If you want visitors to invest their time in your website then you need to keep interest rates high. It’s a mistake to think the best approach is cutting your copy to the bone — wasting less of your visitors’ time with fewer words is still wasting their time, and yours.

Concise isn’t the same as short.

Writing concisely means focusing on what’s important. But over-zealous editing, reducing your writing down to little more than bullet-points, means you’ve not focused on something important:

How you say things is as important as what you say.

We humans are emotional as well as rational creatures and we make decisions based on more than just the cold and harsh presentation of fact.

Conversing = converting

Trust and credibility are two vital ingredients when it comes to selling — even if you’re selling an idea or asking visitors to spend time. Like I said, we’re emotional creatures, and ‘trust’ is a personal and subjective quality that’s hard to evoke through facts alone.
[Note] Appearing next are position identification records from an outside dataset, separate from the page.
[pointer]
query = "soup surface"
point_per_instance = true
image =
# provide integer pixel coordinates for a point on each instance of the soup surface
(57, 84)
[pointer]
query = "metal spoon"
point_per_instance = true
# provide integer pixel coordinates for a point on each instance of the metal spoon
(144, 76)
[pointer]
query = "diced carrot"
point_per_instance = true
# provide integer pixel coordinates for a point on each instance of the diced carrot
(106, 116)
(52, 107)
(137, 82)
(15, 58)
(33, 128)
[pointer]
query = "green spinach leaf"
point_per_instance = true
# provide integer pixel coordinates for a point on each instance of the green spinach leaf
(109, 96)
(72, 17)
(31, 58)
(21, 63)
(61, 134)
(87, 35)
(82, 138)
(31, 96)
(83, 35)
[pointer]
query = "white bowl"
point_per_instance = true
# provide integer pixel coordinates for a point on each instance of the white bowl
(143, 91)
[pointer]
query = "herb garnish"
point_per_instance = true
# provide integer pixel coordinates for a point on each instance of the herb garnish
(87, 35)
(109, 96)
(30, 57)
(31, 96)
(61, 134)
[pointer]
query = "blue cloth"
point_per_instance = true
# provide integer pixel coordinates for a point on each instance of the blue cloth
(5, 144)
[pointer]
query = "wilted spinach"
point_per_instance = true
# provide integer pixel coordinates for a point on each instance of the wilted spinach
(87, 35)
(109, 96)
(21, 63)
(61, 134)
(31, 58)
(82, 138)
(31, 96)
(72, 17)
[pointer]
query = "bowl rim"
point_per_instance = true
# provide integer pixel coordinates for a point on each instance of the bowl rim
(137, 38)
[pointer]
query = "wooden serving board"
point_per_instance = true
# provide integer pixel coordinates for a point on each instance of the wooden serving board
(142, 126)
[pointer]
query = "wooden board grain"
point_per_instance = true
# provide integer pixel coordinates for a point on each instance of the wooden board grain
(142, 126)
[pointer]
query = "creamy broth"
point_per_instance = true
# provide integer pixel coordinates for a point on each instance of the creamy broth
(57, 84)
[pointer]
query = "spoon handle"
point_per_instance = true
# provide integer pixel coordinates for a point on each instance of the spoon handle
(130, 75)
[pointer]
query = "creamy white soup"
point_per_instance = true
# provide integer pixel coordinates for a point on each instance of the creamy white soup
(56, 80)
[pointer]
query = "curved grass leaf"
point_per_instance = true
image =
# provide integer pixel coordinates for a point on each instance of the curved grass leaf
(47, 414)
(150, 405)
We naturally mistrust people telling us they’re great and we’ve become almost blind to the ubiquitous testimonial. We want the reassurance of a trusted big name but with the friendly, approachable and personalised service of a local fishmonger. We want to be told honest and interesting stories, not read a piece of bland corporate propaganda.
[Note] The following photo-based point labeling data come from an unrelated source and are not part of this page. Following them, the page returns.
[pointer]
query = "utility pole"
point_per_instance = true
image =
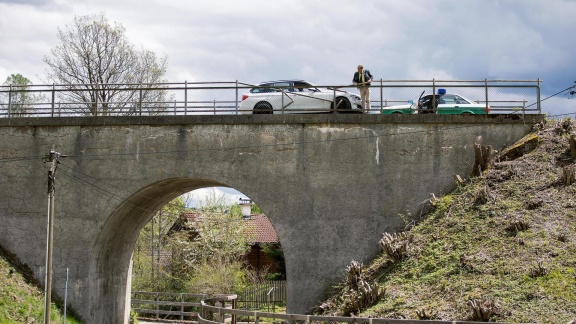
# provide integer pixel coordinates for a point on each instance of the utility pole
(52, 158)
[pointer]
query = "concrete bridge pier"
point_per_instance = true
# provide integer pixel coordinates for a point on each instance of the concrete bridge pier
(330, 184)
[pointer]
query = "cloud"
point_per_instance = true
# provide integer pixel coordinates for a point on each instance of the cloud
(226, 40)
(202, 197)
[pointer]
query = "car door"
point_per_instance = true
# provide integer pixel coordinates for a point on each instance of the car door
(308, 98)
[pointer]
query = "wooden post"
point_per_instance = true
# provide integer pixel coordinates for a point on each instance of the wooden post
(572, 140)
(568, 175)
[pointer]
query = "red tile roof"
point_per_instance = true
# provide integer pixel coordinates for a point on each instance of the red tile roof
(259, 228)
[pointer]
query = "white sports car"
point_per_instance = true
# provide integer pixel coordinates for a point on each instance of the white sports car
(297, 96)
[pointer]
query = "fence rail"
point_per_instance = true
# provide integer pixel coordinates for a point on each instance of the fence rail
(267, 294)
(212, 314)
(164, 305)
(214, 98)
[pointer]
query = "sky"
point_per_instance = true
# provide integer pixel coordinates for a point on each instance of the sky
(320, 41)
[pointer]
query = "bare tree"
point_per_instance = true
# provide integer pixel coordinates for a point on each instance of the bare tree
(102, 70)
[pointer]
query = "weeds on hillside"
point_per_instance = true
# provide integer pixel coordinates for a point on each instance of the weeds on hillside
(501, 247)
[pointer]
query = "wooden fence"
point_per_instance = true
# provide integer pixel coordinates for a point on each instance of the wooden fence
(268, 294)
(210, 313)
(162, 305)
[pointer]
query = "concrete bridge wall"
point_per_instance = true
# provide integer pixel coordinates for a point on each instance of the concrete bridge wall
(330, 184)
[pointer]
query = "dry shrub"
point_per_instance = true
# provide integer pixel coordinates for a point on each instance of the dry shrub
(360, 294)
(539, 270)
(568, 175)
(482, 310)
(517, 226)
(396, 245)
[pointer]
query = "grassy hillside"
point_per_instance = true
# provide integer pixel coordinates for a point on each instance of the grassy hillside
(501, 247)
(21, 299)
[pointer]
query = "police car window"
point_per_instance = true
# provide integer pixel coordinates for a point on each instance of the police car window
(462, 100)
(263, 89)
(448, 99)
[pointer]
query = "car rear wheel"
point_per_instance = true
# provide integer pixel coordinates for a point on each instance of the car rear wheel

We don’t want to be talked at, we want a conversation.

Personality and a healthy dollop of creativity go a long way in guiding/ maintaining the reader’s interest, building trust/ credibility, and convincing potential customers you’ve got what they’re looking for.

Going long or selling short?

Longer sales copy tends to out-perform short. Given that we’re always being told that everyone’s in too much of a hurry and they only skim-read — how can this be? The key is making sure it’s well written.

Well written copy goes beyond bare-bone facts — it needs room to breathe, to target visitor emotions, drives, wants and needs. It creates the right tempo, style and psychological triggers to maintain interest rates and evoke a response from the reader. The longer you can keep someone reading — the more answers you can provide, the more trust you can build — the more likely that person will convert.

People will spend time on your site — but what they demand is a decent return on that investment. They don’t want to hit the back button and spend more time searching — they want your site to have the answers they’re looking for.

Don’t be in too much of a rush to cut your word-count or you could well be slashing interest rates.